Strengthening UN peacekeeping has been one of the Obama Administration’s top priorities at the United Nations.  Since President Obama took office, the United States has paid off  peacekeeping arrears from the previous four years and committed $2 billion to the UN’s 2009 peacekeeping budget. In 2009, the United States provided nearly $3 billion in humanitarian and development assistance for eight countries hosting peacekeeping missions, and lent training, technical and financial assistance to 55 troop- and police-contributing nations. U.S. military forces also deployed to Haiti in the aftermath of the earthquake to support relief operations and provide assistance to the Haitian government, working side-by-side with the UN Stabilization Mission in Haiti (MINUSTAH).

Tragically, the United Nations this year suffered its greatest loss of life in any single event, when 96 peacekeepers from MINUSTAH died in the Jan. 12 earthquake in Haiti.
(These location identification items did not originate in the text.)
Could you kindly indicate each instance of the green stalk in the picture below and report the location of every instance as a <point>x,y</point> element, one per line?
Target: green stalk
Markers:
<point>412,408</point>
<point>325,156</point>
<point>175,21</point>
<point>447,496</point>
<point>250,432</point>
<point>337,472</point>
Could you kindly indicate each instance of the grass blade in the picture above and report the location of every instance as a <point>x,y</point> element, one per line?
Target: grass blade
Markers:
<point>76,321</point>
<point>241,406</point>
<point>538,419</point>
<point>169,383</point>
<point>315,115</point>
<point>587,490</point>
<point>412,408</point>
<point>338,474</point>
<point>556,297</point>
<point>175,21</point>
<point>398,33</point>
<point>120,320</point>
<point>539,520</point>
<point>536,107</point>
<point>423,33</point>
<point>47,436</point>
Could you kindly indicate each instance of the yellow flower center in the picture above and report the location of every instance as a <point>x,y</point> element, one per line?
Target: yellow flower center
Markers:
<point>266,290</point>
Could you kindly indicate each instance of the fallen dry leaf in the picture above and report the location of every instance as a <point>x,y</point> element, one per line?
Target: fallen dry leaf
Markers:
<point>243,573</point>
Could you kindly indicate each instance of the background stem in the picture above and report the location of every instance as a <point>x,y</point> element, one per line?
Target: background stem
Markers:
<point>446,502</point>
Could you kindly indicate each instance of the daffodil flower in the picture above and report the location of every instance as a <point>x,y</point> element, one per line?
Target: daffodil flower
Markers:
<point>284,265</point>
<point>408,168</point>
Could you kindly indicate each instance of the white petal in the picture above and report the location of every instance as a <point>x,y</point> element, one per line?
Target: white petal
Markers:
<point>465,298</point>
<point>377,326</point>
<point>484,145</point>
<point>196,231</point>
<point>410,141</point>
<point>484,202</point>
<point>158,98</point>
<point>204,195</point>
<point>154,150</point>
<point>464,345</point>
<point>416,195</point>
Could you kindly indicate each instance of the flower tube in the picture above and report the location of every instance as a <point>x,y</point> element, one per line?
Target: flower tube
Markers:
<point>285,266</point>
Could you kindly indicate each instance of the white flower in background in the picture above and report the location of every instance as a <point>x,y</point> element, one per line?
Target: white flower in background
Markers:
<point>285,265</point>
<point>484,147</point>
Last year, we also mourned the loss of 121 peacekeeping and related personnel, which included fatalities from a plane crash in Haiti, continued attacks in Darfur, and an assault on UN staff in a guest house in Kabul. On May 28, the UN will award all of these individuals posthumously with the Dag Hammarskjold Medal. Today, as we remember these individuals and honor their memories, we also pledge our continued support to the tens of thousands of peacekeepers deployed around the world today, and the millions of innocents whose lives depend on their success.

To the UN peacekeepers deployed around the globe today, we thank you for your professionalism, dedication and courage, and we are grateful that you have answered the call to protect the vulnerable and promote a more peaceful world.